Images and packaging

  • The container image now avoids installing “suggested” packages, to reduce its size. #15579
  • Prometheus node_exporter, used to expose operating system metrics, was updated to version 1.7.0 to address a security vulnerability. #16085
  • Remove Java from the docker image #18566

Tooling and REST API

/tasks/compaction/keyspace_compaction/{keyspace}

Similar to the existing synchronos storage_service API.

#15092

  • Bundled tools now use the Seastar epoll reactor backend rather than linux-aio; this reduces the risk of startup failures.
  • The bundled cqlsh has been updated , with a fix for a COPY TO STDOUT regression. #17451
  • The REST API for reporting cache statistics is now more accurate. #9418
  • Some false-positives were eliminated from the scrub command. #16326
  • The iotune utility is used to measure a disk’s performance when installing ScyllaDB. It now works when executed on machines with a very large core count (208 cores )#18546

Configuration

  • There is now a mechanism to deprecate configuration options. #15887
  • The me sstable format is now mandatory. The system can still read older formats. #16551
  • The service level mechanism works by polling the internal tables used to represent it.
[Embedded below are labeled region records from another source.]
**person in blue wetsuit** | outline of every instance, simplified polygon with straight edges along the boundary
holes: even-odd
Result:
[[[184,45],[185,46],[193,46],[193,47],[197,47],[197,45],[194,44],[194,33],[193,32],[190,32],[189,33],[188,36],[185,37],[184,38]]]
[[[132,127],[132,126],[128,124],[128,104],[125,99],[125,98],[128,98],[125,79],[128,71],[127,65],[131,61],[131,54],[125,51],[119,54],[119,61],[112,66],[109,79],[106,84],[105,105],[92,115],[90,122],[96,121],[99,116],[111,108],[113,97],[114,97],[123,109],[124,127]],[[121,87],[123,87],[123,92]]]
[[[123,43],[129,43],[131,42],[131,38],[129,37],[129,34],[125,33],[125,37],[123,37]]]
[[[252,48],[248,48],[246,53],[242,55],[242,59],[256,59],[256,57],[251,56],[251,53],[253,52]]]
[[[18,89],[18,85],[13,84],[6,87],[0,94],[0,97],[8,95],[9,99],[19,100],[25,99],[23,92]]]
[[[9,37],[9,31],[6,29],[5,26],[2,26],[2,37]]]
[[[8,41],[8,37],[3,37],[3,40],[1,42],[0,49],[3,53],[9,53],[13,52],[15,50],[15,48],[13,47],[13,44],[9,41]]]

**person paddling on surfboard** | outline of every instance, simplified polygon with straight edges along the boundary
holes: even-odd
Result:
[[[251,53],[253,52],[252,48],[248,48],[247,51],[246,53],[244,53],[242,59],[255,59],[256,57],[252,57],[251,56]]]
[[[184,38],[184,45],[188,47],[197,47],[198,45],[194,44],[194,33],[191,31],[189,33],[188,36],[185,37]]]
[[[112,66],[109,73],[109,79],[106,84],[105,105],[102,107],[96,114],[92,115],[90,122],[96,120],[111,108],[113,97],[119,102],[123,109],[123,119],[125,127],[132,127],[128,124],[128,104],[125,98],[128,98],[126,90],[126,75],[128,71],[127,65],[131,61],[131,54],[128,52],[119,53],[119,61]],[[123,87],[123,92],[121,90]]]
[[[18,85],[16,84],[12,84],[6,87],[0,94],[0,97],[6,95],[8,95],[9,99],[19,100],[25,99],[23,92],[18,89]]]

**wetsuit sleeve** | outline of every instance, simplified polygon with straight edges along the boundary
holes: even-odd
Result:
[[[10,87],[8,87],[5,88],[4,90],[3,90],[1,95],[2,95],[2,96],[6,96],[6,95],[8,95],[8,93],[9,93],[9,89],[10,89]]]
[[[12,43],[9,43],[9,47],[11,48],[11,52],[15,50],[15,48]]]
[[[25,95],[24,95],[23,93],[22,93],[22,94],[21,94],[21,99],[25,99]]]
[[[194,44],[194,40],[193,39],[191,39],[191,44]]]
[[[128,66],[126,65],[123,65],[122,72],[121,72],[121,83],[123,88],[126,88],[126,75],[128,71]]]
The polling interval can now be configured. This is useful to speed up tests.
  • The scylla sstable tool now supports loading the schema of materialized views and indexes. #16492
  • The unchecked_tombstone_compaction compaction option has been implemented. Setting this option will ignore tombstone_threshold. #1487
  • Failure detector’s ping timeout is configurable, with ping_timeout, and with higher default (600ms) #16607
  • Two new Encryption at Rest Configuration Parameters:
    • key_cache_expiry - Key cache expiry period, after which keys will be re-requested from the server. Default is 600s.
    • Key_cache_refresh - Key cache refresh period - the frequency at which cache is checked for expired entries. Default is 1200s.

Tracing and Auditing

  • Audit: Replication Factor for audit table is changed from 1 to 3 for better availability.
  • The large partition system tables now count range tombstones as regular rows, so that large partitions with mainly range tombstones are reported. #18346
  • Tracing: Large partition/row/cell warnings should not print keys contents #18041

Monitoring

Scylla Monitoring Stack released 4.8.1 and later supports ScyllaDB 2024.2

Deprecated and removed features

  • Remove probabilistic read repair #3502. Probabilistic read repairs were deprecated for a long time. This is a mirror for CASSANDRA-13910.